An ondemand is industry shorthand for Video On Demand (VOD) and refers to technology allowing you to watch the video when you want (in other words, “on demand”), such as when you watch something on Hulu, YouTube or the BBC’s iPlayer service. Rather than having a broadcast date, an ondemand has availability. In loose terms, this means “when you can watch it”. We’ll create a subclass of TV::Episode named TV::Episode::OnDemand and it will have start_date and end_date attributes along with an available_days method.

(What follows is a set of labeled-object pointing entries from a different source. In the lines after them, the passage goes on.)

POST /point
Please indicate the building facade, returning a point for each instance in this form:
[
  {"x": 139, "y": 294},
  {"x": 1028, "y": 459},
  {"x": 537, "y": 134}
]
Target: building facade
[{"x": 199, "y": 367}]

package TV::Episode::OnDemand;
use strict;
use warnings;
use Carp 'croak';
use overload '""' => 'as_string';
use base 'TV::Episode';
sub _initialize {
    my ( $self, $arg_for ) = @_;
    my %arg_for = %$arg_for;
    # assume these are DateTime objects
    $self->{start_date} = delete $arg_for{start_date};
    $self->{end_date}   = delete $arg_for{end_date};
    # note the > comparison of objects
    if ( $self->start_date >= $self->end_date ) {
        croak("Start date must be before end date");
    }
    $self->SUPER::_initialize( \%arg_for );
}
sub start_date { shift->{start_date} }
sub end_date   { shift->{end_date} }
sub as_string {
    my $self       = shift;
    my $episode    = $self->SUPER::as_string;
    my $start_date = $self->start_date;
    my $end_date   = $self->end_date;
    # overloaded stringification
    $episode .= sprintf "%-14s - $start_date\n" => 'Start date';
    $episode .= sprintf "%-14s - $end_date\n"   => 'End date';
    $episode .= sprintf "%-14s - %d\n"          => 'Available days',
      $self->available_days;
    return $episode;
}
sub available_days {
    my $self     = shift;
    # hey, we can even subtract DateTime objects
    my $duration = $self->end_date - $self->start_date;
    return $duration->delta_days;
}
1;

And our script to show how this works:

use strict;
use warnings;
use lib 'lib';
use DateTime;
use TV::Episode::OnDemand;
my $ondemand = TV::Episode::OnDemand->new(
    {
        series         => 'Firefly',
        director       => 'Allan Kroeker',
        title          => 'Ariel',
        genre          => 'awesome',
        season         => 1,
        episode_number => 9,
        start_date => DateTime->new(
            year  => 2002,
            month => 11,
            day   => 21,
        ),
        end_date => DateTime->new(
            year  => 2002,
            month => 12,
            day   => 12,
        ),
    }
);
print $ondemand;

Running our script should produce output similar to the following:

Series         - Firefly
Title          - Ariel
Director       - Allan Kroeker
Genre          - awesome
Season         - 1
Episode_number - 9
Start date     - 2002-11-21T00:00:00
End date       - 2002-12-12T00:00:00
Available days - 21

Note that we have printed $ondemand and not $ondemand->as_string. What allows us to do that is this line:

use overload '""' => 'as_string';

The '""' argument says “we want to overload this object’s behavior when it is used as a string” and the "as_string" is the name of the method we will use to handle this behavior. Without this, the print $ondemand line would produce something useless like this:

TV::Episode::OnDemand=HASH(0x7f908282c9a0)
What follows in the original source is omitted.